Publicado em 21/08/21 às 12h06

 
A partir de setembro, a Cinemateca Portuguesa inicia uma programação especial de cinema brasileiro, em solidariedade à Cinemateca Brasileira e que só terminará quando os trabalhadores desta "puderem de novo regressar ao lugar e à missão que lhes compete", segundo a informação divulgada no site da entidade lusitana. "O tempo está a esgotar-se para evitar uma catástrofe ainda maior", escreve a direção da Cinemateca Portuguesa.
 
O ciclo, que terá uma periodicidade quinzenal, abrirá em 6 de setembro com o filme O dragão da maldade contra o santo guerreiro (1969), primeira longa-metragem em cores do cineasta Glauber Rocha.
 
No texto publicado sem seu site, a Cinemateca Portuguesa recorda que a congénere brasileira "viu-se subitamente posta em causa por um inusitado e intrincado processo político-administrativo", ficando desprovida de qualquer apoio do governo federal brasileiro, sendo por isso obrigada, há um ano, a paralisar suas atividades, tendo em vista "a interdição formal de entrada de todos os técnicos nas instalações" em sua sede, em São Paulo.
 
Incêndios
 
O mais recente episódio da crise da Cinemateca Brasileira aconteceu em julho, quando um incêndio atingiu um de seus galpões, na Vila Leopoldina, em São Paulo, que abriga o maior arquivo cinematográfico da América do Sul. Entre os materiais ali armazenados, havia toneladas de documentos sobre a história do cinema do Brasil, as políticas públicas do setor e parte do acervo de Glauber Rocha.
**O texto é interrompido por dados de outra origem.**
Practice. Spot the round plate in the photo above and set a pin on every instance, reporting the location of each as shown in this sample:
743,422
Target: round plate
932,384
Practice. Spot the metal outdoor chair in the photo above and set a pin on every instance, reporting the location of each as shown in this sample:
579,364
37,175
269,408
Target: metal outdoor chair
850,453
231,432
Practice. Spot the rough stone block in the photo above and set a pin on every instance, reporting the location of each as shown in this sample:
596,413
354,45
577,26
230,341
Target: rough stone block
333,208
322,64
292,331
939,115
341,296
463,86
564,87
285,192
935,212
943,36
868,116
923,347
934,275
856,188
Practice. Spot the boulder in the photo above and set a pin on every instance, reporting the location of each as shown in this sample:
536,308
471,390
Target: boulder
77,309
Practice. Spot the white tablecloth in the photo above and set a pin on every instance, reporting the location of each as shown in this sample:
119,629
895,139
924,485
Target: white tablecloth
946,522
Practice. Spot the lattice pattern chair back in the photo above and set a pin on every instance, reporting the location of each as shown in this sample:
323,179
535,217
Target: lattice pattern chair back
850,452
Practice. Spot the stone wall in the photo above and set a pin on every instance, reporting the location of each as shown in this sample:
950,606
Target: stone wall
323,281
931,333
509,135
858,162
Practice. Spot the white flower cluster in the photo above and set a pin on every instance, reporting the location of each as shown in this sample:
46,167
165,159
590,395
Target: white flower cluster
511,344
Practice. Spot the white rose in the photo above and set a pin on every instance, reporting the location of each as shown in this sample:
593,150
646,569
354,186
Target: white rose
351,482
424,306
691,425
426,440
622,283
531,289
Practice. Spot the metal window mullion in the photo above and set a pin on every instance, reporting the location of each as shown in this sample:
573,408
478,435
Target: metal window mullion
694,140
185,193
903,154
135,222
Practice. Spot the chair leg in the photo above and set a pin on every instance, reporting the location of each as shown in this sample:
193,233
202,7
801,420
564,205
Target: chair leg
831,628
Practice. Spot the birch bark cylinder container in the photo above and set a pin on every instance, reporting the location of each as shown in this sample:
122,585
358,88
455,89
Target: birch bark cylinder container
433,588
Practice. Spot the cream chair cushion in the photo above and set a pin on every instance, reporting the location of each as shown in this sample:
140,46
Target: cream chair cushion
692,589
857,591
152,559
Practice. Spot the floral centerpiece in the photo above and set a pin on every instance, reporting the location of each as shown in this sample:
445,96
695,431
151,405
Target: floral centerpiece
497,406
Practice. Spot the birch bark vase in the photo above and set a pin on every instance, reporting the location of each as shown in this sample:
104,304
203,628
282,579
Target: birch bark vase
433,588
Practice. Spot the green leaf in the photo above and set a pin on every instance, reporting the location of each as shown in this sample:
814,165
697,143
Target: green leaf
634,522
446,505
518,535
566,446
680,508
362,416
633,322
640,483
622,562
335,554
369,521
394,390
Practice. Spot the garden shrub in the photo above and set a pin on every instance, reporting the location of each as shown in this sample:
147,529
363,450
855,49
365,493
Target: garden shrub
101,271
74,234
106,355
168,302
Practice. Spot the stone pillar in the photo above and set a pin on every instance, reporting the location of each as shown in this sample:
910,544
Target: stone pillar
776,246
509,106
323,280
Outro incêndio, em 2016, já havia consumido cerca de 500 filmes, sem contar uma inundação que, em 2020, atingiu o galpão da Vila Leopoldina. 
 
Já no início de agosto, a Cinemateca Portuguesa uniu sua voz ao movimento internacional de solidariedade para com a Cinemateca Brasileira, colocando-se ao lado de seus funcionários e lamentando a "inédita e gravíssima situação de exceção imposta pelo Governo brasileiro", que a impede de "funcionar e de cumprir as mais elementares funções de salvaguarda que lhe estão consignadas".